Summer Bookings Give Hope to Tourism in NZ

According to Tourism Industry Aotearoa (TIA), the tourism industry in New Zealand has uncovered newfound confidence as the country enters the next phase of its border reopening plan. 

While the industry does not anticipate an immediate influx of visitors, forward bookings have given operators some certainty and assurance in their future planning. 

“Forward bookings from visa-waiver countries are looking optimistic, with visitors planning to arrive in late spring and early summer,” said Chief Executive at TIA.

TIA Chief Executive Rebecca Ingram

Vanessa McKay, Managing Director of Carino Wildlife Cruises in Paihia, shared that she looks forward to having more certainty as the borders reopened. “Although it will still be quiet here in Northland through winter, it means we can start to make some real plans regarding employing staff, scheduling cruises and capital investment.” 

According to McKay, forward bookings for the upcoming summer season are starting to look great as international wholesalers’ demand remains strong.

“It is looking like it will be a busy summer for us. We can’t wait to welcome back our international guests, take them cruising again, share stories with them and inspire them with our passion for the ocean.”

Jolanda Cave, General Manager at Ngāi Tahu Tourism, has also revealed that tourism attractions have started to see a rise in the number of bookings from overseas for the summer season.

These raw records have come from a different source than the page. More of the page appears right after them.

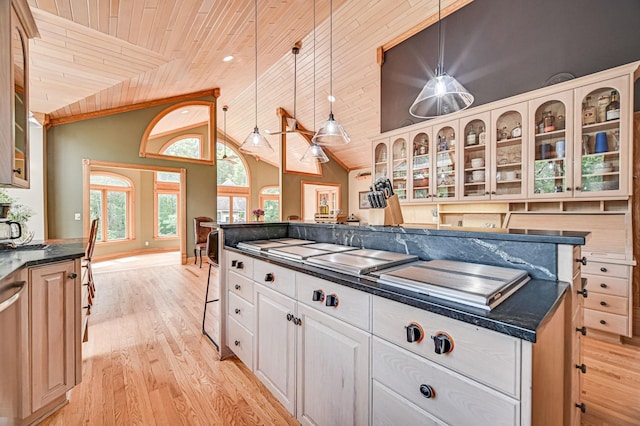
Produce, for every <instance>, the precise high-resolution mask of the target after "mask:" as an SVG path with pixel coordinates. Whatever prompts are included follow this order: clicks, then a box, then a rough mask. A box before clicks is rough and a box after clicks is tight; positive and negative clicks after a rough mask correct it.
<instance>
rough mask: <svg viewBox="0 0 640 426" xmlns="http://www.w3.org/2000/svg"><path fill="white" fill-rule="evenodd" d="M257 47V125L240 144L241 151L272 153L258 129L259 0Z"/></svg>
mask: <svg viewBox="0 0 640 426" xmlns="http://www.w3.org/2000/svg"><path fill="white" fill-rule="evenodd" d="M255 9H256V10H255V15H256V16H255V21H254V24H255V48H256V83H255V84H256V125H255V127H254V128H253V132H251V133H250V134H249V136H247V138H246V139H245V140H244V142H242V145H240V151H242V152H246V153H248V154H254V155H265V154H270V153H272V152H274V151H273V148H272V147H271V144H269V141H267V139H266V138H265V137H264V136H262V135H261V134H260V130H259V129H258V0H255Z"/></svg>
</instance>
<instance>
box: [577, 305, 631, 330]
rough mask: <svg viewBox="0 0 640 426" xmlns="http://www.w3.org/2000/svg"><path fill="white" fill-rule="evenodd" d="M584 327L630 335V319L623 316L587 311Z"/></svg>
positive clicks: (591, 309)
mask: <svg viewBox="0 0 640 426" xmlns="http://www.w3.org/2000/svg"><path fill="white" fill-rule="evenodd" d="M584 325H586V326H587V327H589V328H593V329H594V330H602V331H606V332H608V333H614V334H620V335H622V336H628V335H629V317H627V316H623V315H616V314H611V313H608V312H602V311H594V310H593V309H585V310H584Z"/></svg>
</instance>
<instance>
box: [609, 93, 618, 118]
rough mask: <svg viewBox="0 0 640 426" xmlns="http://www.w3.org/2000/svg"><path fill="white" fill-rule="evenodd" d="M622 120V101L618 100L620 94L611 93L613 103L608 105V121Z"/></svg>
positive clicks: (609, 103)
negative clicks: (611, 120) (618, 95)
mask: <svg viewBox="0 0 640 426" xmlns="http://www.w3.org/2000/svg"><path fill="white" fill-rule="evenodd" d="M618 119H620V101H619V100H618V92H617V91H615V90H612V91H611V102H609V105H607V121H609V120H618Z"/></svg>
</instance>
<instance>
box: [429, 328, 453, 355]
mask: <svg viewBox="0 0 640 426" xmlns="http://www.w3.org/2000/svg"><path fill="white" fill-rule="evenodd" d="M432 339H433V343H434V344H435V348H434V350H435V352H436V353H437V354H438V355H442V354H448V353H449V352H451V351H452V350H453V339H452V338H451V336H449V335H448V334H447V333H443V332H438V333H436V335H435V336H432Z"/></svg>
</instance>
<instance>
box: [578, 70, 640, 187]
mask: <svg viewBox="0 0 640 426" xmlns="http://www.w3.org/2000/svg"><path fill="white" fill-rule="evenodd" d="M613 92H615V93H616V94H617V96H618V97H619V101H618V106H617V108H618V109H617V110H615V109H613V110H612V111H609V119H608V120H607V111H606V109H607V107H608V105H609V104H610V103H611V102H612V100H611V94H612V93H613ZM630 102H631V99H630V93H629V76H626V75H625V76H622V77H618V78H615V79H611V80H606V81H602V82H599V83H596V84H590V85H588V86H583V87H579V88H577V89H576V91H575V107H576V110H577V111H582V114H576V122H575V128H576V146H575V148H574V155H575V158H576V161H575V164H574V174H575V179H574V181H575V188H574V189H575V191H576V192H575V195H576V197H603V196H605V197H606V196H627V195H630V189H629V188H630V183H629V181H630V180H629V170H630V166H629V164H630V163H629V160H630V156H629V147H630V143H631V138H632V135H631V131H630V123H631V117H630ZM614 110H615V112H614ZM594 112H595V113H594Z"/></svg>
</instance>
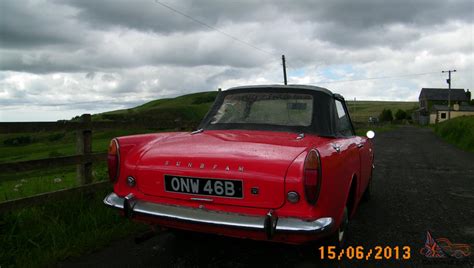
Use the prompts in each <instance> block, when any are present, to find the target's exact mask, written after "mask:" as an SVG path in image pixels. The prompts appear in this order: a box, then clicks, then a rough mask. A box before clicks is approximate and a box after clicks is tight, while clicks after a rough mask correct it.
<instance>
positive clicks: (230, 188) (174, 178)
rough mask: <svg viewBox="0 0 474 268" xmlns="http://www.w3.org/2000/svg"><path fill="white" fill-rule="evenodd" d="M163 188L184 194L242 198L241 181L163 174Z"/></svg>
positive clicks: (172, 191)
mask: <svg viewBox="0 0 474 268" xmlns="http://www.w3.org/2000/svg"><path fill="white" fill-rule="evenodd" d="M165 190H166V191H168V192H177V193H185V194H197V195H212V196H222V197H234V198H242V181H240V180H221V179H205V178H193V177H183V176H173V175H165Z"/></svg>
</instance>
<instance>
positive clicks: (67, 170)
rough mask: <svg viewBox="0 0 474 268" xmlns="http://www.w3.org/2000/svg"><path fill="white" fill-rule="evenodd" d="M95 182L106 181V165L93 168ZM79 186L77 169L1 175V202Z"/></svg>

During the quieter period, Ngāi Tahu Tourism shifted its focus to its cultural storytelling to ensure it has on offer the best product possible. 

“We can’t wait to showcase our products to our international friends again. We know there will be a few extra hurdles for visitors who come from overseas, and so we want to make sure that their experience with Ngāi Tahu Tourism is worth the wait.”

The entire New Zealand tourism industry is highly thankful and thrilled with the progress they have been making, giving them a glimmer of hope that a new normal will emerge soon, said David Gatward-Fergusson from Nomad Safaris in Queenstown.

According to TIA, the first step for the tourism industry to actively make a positive contribution to New Zealand’s recovery from the COVID-19 pandemic is to support tourism businesses to step back on the front foot.